Although the Global Gateway explicitly states that the EU ‘aims to forge links and not create dependencies’, the overall investment approach is rooted in the private finance first model, which entrenches Africa’s financial dependency on international markets. Laying emphasis on the ‘crowding in’ of the private sector, this investment model ultimately rewards private actors in their quest for greater profit. The sectoral emphasis encapsulated by the five principles of the Gateway acts as an engine for accelerating market integration in African countries.
An Investment Package which works for Africa
The Gateway could be an effective conduit for channelling investments into social and physical infrastructure which supports the needs of African populations, as opposed to market creation. One concrete way of achieving this would be to focus on strengthening the role of public development banks to finance African public goods. This can be done in conjunction with lifting the intellectual property waiver on vaccines and reallocating developed countries’ unused SDRs to mitigate the devastating impact of the multiple crises that African countries currently face.

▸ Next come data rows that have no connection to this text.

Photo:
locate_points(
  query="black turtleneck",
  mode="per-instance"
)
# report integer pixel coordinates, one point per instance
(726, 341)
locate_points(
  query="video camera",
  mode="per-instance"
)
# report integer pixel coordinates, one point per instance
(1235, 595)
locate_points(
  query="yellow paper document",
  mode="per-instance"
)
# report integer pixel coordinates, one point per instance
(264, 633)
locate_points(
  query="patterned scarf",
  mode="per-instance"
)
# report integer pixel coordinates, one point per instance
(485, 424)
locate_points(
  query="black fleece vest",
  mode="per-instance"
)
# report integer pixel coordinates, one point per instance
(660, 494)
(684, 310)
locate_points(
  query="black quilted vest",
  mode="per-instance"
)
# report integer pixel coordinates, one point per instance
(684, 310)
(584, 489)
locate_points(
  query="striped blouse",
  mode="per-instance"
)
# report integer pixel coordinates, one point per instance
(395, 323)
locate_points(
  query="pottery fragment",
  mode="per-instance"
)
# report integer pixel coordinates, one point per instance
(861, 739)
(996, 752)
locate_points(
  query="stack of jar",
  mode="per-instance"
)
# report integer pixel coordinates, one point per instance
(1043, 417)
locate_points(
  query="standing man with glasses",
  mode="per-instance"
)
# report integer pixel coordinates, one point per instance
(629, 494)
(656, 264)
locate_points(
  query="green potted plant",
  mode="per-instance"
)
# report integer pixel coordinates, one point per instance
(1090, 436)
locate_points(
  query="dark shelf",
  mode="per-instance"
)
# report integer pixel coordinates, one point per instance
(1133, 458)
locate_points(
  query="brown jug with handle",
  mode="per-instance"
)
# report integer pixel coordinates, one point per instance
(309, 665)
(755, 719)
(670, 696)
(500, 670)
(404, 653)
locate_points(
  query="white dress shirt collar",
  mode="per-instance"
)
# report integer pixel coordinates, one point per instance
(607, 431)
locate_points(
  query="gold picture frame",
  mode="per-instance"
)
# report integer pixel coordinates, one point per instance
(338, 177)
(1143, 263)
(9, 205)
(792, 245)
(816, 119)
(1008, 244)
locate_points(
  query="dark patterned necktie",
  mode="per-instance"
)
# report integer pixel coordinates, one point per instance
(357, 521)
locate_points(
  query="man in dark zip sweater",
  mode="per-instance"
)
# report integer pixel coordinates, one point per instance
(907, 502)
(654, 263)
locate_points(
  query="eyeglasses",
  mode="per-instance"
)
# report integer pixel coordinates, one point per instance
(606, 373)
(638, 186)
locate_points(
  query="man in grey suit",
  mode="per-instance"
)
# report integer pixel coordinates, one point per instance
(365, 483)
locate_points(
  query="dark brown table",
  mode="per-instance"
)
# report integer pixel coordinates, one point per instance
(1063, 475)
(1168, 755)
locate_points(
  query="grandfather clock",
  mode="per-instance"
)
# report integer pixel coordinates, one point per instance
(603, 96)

Such an approach is not detrimental to the interests of the private sector. In fact, public financing of development integration can give way to select avenues of market integration, which support the private sector, when steered and led by African states, based on the principles of consultation, transparency and accountability. Investing in a strong welfare model in African states is key to a growth model which caters to both public and private interests. A vision of African Developmental States, as proposed by the late economist Mkwandawire, proposed strong social policies as a precursor to good governance and strong economic growth.
The EU’s role as an equal partner in trade, investment and development with Africa through the Gateway needs to start from a position of transparency. Grants, guarantees and the role of the private sector needs to be clearly differentiated, demonstrating the distribution of gains between the public and private sector. The EU plays a key role in the institutions that decide on sovereign debt of African countries. Renewed partnerships can only be built through recognising the unequal and problematic nature of these institutions and implementing processes and mechanisms for fair debt workout mechanisms. Finally, as already expressed by African and European Civil Society Organisations (CSOs) in a joint statement, civil society on both continents should be equal stakeholders in all consultations, discussions and debates leading up to final decision making.